Pièce emblématique des collections du Musée, le char Renault FT, acquis en 1974, a bénéficié d’une campagne de restauration avec le soutien du constructeur de véhicules blindés ARQUUS.

Char Renault FT après restauration © Paris - Musée de l'Armée, Dist. RMN-Grand Palais / Anne-Sylvaine Marre-Noël

Un nettoyage cryogénique complété par un retrait mécanique et une stabilisation des corrosions ont redonné un nouvel éclat à ce véhicule chenillé, dont bon nombre d’exemplaires ont été engagés sur les champs de bataille à la fin mai 1918. Symbole d’une guerre où les succès dépendirent en grande partie des progrès techniques et de la capacité des pays à mobiliser leurs industries et leurs technologies respectives, ce char est de nouveau exposé dans la cour d’honneur de l’Hôtel national des Invalides depuis le 22 juin 2018.

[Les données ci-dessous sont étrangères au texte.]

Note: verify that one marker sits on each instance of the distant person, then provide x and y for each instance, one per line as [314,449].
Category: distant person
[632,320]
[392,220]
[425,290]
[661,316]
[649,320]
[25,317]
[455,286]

La cryogénisation, un procédé de restauration innovant

Procédé de cryogénisation effectué sur le char Renault FT © Paris, musée de l’Armée

Entreprise au mois de mai 2018, la restauration du char a consisté en un nettoyage, un traitement des corrosions et une harmonisation des revêtements peints. Elle a été réalisée par Diana da Silva et a duré cinq semaines au sein d’un atelier extérieur, nécessitant un convoiement spécial du char.

Le nettoyage des surfaces encrassées internes et externes a été réalisé grâce au procédé de cryogénisation, réalisée en partenariat avec DLM CRYO. Cette technique issue de l’industrie est très récente dans le milieu de la restauration patrimoniale. Elle permet, en projetant de la glace carbonique à -78°C sur la surface de l’engin, de décrasser et de retirer les dépôts gras, même dans les cavités difficilement accessibles, sans altérer la couche de peinture.

Le retrait mécanique des corrosions a été ensuite réalisé par brossage et la stabilisation du métal assurée par l’application d’un inhibiteur de corrosion. Enfin, des retouches de peinture ont été réalisées localement pour harmoniser les teintes de la surface.

Retour sur l’origine de sa création

Jean Segaud, Soldats du 68e bataillon de chasseurs alpins autour d'un char Renault FT, 1918 © Paris, musée de l’Armée, Dist. RMN-Grand-Palais

En 1915, afin de mettre un terme à la guerre de positions, naît l’idée de réaliser un engin capable d’emporter un canon de 75 mm, de franchir les réseaux de fils de fer barbelés, de résister au feu des mitrailleuses et d’assurer ainsi l’assaut en surprenant l’ennemi. Les recherches s’orientent alors vers des engins chenillés.

L’efficacité des premiers chars anglais et français, utilisés en 1916-1917, se révèle rapidement limitée : ils sont lourds, lents et relativement fragiles. Après la construction du char Schneider puis du Saint-Chamond, qui à l’épreuve du feu seront très loin d’obtenir les résultats escomptés, le général Estienne, inventeur du concept, élabore en 1916 avec Louis Renault un modèle plus léger et plus rapide, capable d’exploiter avec l’infanterie les percées effectuées dans le dispositif ennemi. De cette collaboration naît le char Renault FT, couramment appelé « FT17 ».